Im Keller eines Wohnhauses in Gundelfingen kam es am 03.08.2012 zu einem Suizid. Ein 37 Jahre alter Mann begab sich in einen Kellerraum, verklebte die Tür von innen mit Klebebänder, verschloss die Fenster, startete einen Rasenmäher und entzündete zudem noch Holzkohle. Die Abgase des Gartengerätes sowie die unvollständige Verbrennung der vor sich hin glimmenden Holzkohle erzeugten im Kellerraum hochgiftiges Kohlenmonoxid, so dass der Suizident verstarb. Kohlenmonoxid (CO) ist geruchs-, farb- und geschmacklos und kann schon bei geringer Konzentration zu ernsthaften körperlichen Ausfallerscheinungen führen! Für die Person kam jede Hilfe zu spät, der Tod war schon vor Eintreffen der Hilfsorganisationen eingetreten!
 
Unsere Feuerwehr wurde um 19:02 Uhr zur Hilfeleistung alarmiert. Nach erster Erkundung wurde das gesamte Kellergeschoß sofort mittels Überdrucklüfter mit frischer Luft versorgt.
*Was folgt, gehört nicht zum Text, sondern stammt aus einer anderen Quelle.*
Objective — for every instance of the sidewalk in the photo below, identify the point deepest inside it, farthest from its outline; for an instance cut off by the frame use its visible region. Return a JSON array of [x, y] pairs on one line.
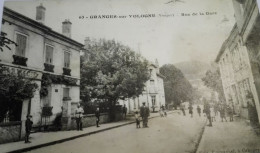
[[42, 139], [229, 137]]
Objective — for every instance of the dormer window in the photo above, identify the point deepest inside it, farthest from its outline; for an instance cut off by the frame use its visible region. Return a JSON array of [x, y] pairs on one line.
[[66, 59], [21, 41], [49, 54]]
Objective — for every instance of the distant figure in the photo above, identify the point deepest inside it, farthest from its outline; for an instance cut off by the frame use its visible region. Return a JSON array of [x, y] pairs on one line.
[[124, 111], [164, 111], [199, 110], [137, 119], [222, 111], [207, 112], [145, 113], [212, 114], [161, 112], [216, 109], [97, 113], [252, 111], [230, 113], [79, 114], [190, 110], [28, 128], [182, 107]]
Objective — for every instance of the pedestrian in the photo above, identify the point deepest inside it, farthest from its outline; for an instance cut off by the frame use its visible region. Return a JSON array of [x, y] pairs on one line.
[[222, 111], [145, 113], [161, 112], [207, 112], [97, 113], [164, 111], [124, 111], [216, 109], [79, 114], [182, 107], [212, 114], [137, 119], [28, 128], [190, 110], [230, 113], [199, 110]]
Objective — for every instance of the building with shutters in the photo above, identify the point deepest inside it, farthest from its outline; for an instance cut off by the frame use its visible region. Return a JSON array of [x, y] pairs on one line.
[[153, 94], [239, 61], [44, 54]]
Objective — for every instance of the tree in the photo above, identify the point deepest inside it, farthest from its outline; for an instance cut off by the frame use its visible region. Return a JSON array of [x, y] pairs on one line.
[[177, 88], [212, 80], [111, 71]]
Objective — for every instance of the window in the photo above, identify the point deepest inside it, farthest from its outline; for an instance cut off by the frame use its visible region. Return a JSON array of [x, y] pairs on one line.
[[21, 41], [152, 82], [47, 99], [66, 92], [66, 59], [48, 54]]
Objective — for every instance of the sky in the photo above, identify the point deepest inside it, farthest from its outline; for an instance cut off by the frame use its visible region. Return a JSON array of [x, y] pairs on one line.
[[169, 39]]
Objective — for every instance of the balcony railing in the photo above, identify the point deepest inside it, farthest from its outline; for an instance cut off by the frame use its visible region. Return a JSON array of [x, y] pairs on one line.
[[66, 71], [48, 67], [19, 60]]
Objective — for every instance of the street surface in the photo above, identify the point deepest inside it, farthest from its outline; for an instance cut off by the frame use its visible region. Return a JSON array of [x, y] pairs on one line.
[[172, 134]]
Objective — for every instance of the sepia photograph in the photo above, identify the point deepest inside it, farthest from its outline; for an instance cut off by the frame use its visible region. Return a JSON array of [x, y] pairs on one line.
[[130, 76]]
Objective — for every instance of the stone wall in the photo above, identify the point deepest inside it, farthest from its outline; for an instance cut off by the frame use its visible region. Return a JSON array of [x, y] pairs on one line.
[[90, 120], [10, 132]]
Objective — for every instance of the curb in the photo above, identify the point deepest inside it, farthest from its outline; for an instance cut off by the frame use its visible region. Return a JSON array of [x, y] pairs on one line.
[[75, 137]]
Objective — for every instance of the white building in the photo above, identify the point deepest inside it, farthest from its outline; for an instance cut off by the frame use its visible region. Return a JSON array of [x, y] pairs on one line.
[[41, 53], [239, 60], [153, 94]]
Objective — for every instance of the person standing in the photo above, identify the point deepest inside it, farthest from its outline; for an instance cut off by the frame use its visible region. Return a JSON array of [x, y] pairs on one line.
[[190, 110], [252, 111], [230, 113], [145, 113], [164, 111], [216, 109], [137, 119], [207, 112], [182, 107], [28, 128], [222, 111], [97, 113], [199, 110], [79, 114], [124, 111]]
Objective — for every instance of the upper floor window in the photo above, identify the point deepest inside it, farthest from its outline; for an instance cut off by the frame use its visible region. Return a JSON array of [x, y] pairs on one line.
[[21, 41], [48, 54], [66, 92], [66, 59], [152, 82]]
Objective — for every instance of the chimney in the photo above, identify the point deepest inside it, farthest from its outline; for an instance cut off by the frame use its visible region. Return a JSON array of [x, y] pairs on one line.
[[66, 28], [40, 13]]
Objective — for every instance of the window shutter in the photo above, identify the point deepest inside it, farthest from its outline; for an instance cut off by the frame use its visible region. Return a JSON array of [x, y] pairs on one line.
[[49, 54], [21, 44]]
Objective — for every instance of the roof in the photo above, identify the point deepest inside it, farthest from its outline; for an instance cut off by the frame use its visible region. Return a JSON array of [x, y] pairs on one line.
[[40, 26]]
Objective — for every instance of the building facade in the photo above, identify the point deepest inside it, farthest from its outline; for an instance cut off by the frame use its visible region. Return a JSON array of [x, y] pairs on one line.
[[239, 61], [153, 94], [41, 54]]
Mit unserem Mehrgas-Warngerät führten wir Messungen der Schadstoffkonzentration durch, sodass die Polizei die Ermittlungen aufnehmen konnte. Bis zum Eintreffen des Rettungsdienst wurden die Angehörigen durch uns betreut. Zum Fernhalten von Schaulustigen wurde der Bereich um die Einsatzstelle mit Trassenband gesichert.

Der mit dem Ulmer Rettungshubschrauber Christoph 22 für den Einsatz eingeflogene Notarzt musste an der Landestelle „Günzburger Straße / Wilhelm-Hauff-Straße“ abgeholt werden. Den Zubringerdienst erledigte des Tanklöschfahrzeug (TLF), während das Löschgruppenfahrzeug (LF 16-TS) die Landeplatzsicherung und -absperrung übernahm.
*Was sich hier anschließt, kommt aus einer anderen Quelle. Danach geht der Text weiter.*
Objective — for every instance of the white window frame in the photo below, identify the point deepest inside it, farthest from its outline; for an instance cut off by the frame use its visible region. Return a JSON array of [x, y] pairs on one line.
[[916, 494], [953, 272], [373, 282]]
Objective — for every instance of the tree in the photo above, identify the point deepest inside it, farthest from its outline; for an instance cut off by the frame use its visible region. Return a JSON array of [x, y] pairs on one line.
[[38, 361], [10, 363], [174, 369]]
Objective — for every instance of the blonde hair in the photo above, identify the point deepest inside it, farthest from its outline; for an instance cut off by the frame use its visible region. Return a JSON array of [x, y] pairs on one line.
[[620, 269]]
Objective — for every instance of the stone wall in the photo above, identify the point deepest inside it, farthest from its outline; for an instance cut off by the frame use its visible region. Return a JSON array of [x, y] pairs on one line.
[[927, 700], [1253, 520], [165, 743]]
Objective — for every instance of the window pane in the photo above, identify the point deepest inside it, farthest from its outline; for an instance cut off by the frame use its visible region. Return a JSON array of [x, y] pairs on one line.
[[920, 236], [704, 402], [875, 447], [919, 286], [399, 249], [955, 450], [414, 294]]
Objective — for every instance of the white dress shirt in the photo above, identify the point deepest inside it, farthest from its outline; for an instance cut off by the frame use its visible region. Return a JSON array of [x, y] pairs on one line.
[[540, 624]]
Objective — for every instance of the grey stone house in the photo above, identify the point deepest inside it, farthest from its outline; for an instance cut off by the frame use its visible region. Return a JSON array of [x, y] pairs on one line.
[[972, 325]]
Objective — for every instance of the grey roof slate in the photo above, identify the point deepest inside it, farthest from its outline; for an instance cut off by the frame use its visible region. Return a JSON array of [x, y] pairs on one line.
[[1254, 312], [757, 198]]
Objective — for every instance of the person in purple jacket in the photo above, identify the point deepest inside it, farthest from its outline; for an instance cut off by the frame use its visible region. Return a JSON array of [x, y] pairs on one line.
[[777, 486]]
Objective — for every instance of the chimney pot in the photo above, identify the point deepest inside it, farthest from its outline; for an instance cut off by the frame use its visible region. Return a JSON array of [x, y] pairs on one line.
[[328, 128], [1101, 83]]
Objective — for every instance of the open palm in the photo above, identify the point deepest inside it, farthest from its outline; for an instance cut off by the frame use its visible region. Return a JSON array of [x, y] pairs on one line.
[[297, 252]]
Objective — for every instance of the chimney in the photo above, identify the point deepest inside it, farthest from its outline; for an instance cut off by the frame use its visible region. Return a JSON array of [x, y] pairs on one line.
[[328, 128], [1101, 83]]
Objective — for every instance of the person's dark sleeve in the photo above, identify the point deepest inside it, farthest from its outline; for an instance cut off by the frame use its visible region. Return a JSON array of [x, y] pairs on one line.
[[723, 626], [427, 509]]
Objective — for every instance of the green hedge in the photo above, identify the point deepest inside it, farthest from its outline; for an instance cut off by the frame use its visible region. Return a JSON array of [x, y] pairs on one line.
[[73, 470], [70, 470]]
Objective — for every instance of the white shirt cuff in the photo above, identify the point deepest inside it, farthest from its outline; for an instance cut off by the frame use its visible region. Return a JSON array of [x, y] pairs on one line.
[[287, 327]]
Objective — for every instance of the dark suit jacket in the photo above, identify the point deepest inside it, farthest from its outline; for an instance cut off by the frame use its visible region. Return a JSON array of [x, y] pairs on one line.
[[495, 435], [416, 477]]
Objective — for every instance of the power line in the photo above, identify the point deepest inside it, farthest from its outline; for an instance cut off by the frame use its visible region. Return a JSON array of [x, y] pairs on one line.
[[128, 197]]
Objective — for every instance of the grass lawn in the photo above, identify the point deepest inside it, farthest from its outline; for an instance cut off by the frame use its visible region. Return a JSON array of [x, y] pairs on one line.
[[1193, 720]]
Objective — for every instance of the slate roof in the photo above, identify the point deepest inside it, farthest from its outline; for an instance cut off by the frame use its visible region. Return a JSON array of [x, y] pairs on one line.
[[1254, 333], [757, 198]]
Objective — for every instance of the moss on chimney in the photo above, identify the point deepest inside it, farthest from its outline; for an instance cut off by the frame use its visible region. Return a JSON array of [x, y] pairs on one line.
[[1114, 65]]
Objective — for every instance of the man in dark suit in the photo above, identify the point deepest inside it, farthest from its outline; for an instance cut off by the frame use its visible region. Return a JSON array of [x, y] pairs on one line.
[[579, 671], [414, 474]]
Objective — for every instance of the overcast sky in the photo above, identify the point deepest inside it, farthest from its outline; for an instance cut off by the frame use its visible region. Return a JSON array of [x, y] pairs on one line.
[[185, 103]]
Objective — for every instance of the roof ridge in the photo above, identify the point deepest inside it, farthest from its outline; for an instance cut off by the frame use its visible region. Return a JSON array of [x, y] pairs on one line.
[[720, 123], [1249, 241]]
Für die weitere Betreuung der Angehörigen wurde in Abstimmung mit dem Rettungsdienst das Kriseninterventionsteam (KIT) zur Einsatzstelle hinzugezogen. Nach Abschluss der kriminalpolizeilichen Ermittlungen waren wir dem Bestattungsunternehmen unterstützend behilflich, so dass dann gegen 21:00 Uhr wieder alle Einsatzfahrzeuge unserer Gundelfinger Feuerwehr am Gerätehaus zurück waren.